Soñé que me iba de viaje. Tenía dieciocho años y salía con una mochila al hombro. Estaba en algún lugar próximo, el Tigre o Ezeiza o algo así, esperando para la parte larga del trayecto, y me daba cuenta de que me había olvidado las cosas más importantes: plata, documentos, pasaje. Pensaba en hablar con mis padres por teléfono, pero aún dormían. Volvía a casa a buscar todo.
Mañana nos vamos de viaje por unos días y todavía no pensé ni un momento en qué debo llevar. Así que este es un sueño de advertencia. O de temor. O de culpa, quien sabe.
¿Por qué lo recuerdo, si casi nunca me quedan los sueños en la memoria?

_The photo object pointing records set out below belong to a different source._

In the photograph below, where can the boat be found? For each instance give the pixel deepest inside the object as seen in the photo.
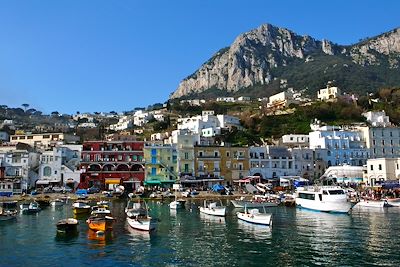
(6, 215)
(100, 223)
(372, 203)
(177, 204)
(138, 216)
(29, 208)
(255, 216)
(393, 202)
(57, 202)
(211, 208)
(81, 207)
(69, 225)
(323, 198)
(256, 202)
(100, 210)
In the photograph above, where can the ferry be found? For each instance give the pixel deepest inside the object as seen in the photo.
(323, 198)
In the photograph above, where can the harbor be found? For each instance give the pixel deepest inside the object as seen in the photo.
(186, 237)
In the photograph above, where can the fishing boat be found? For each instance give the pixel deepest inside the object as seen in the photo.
(323, 198)
(81, 207)
(29, 208)
(211, 208)
(6, 215)
(371, 203)
(256, 202)
(100, 210)
(255, 216)
(138, 216)
(100, 223)
(69, 225)
(57, 202)
(393, 202)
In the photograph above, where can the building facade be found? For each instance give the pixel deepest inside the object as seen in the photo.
(105, 164)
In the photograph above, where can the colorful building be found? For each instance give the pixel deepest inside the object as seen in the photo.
(161, 164)
(228, 163)
(108, 163)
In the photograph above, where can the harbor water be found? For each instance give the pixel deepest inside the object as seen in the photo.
(366, 237)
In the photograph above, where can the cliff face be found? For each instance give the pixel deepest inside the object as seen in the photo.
(252, 56)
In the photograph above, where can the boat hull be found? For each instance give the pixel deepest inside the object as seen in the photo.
(372, 203)
(251, 204)
(325, 206)
(69, 225)
(100, 224)
(217, 211)
(262, 219)
(141, 224)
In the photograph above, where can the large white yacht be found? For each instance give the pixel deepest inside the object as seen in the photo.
(323, 198)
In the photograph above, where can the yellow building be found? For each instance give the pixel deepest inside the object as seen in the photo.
(161, 164)
(228, 163)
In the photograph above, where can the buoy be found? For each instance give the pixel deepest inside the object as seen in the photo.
(99, 233)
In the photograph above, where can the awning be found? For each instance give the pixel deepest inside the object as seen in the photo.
(113, 180)
(152, 182)
(42, 182)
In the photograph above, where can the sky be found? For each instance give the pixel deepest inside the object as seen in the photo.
(101, 55)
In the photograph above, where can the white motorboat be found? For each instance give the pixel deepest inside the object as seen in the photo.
(6, 215)
(211, 208)
(138, 216)
(393, 202)
(257, 201)
(32, 207)
(371, 203)
(255, 216)
(323, 198)
(57, 202)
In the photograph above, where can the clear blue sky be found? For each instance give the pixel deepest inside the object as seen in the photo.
(101, 55)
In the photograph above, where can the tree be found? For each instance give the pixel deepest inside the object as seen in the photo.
(25, 106)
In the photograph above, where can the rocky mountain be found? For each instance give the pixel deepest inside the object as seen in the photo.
(260, 57)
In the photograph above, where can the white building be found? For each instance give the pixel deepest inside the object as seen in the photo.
(123, 123)
(382, 169)
(272, 162)
(141, 117)
(292, 140)
(4, 137)
(382, 142)
(377, 118)
(328, 93)
(345, 173)
(18, 168)
(226, 99)
(212, 124)
(342, 146)
(281, 100)
(60, 166)
(44, 140)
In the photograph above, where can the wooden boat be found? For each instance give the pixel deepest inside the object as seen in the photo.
(29, 208)
(80, 207)
(211, 208)
(69, 225)
(256, 202)
(100, 223)
(6, 215)
(138, 216)
(255, 216)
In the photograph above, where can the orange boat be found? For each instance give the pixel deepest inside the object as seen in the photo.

No lo sé, pero siempre recuerdo los sueños de este estilo. Y pienso en dos sueños que vuelven con alguna frecuencia y que de un modo u otro tienen mucho que ver con el de anoche. En uno estoy fumando otra vez, cuando hace ocho años que dejé, y al despertar la culpa es tremenda. En el otro estoy en un escenario y tengo que tocar y cantar las canciones de veinte años atrás, que no he vuelto a ensayar y de las que no recuerdo nada.
Son, se podría decir, pesadillas suaves. Es que no hay monstruos, no hay peligro de vida. Lo que acecha es algo más profundo y más sutil. Y sin embargo igualmente invencible.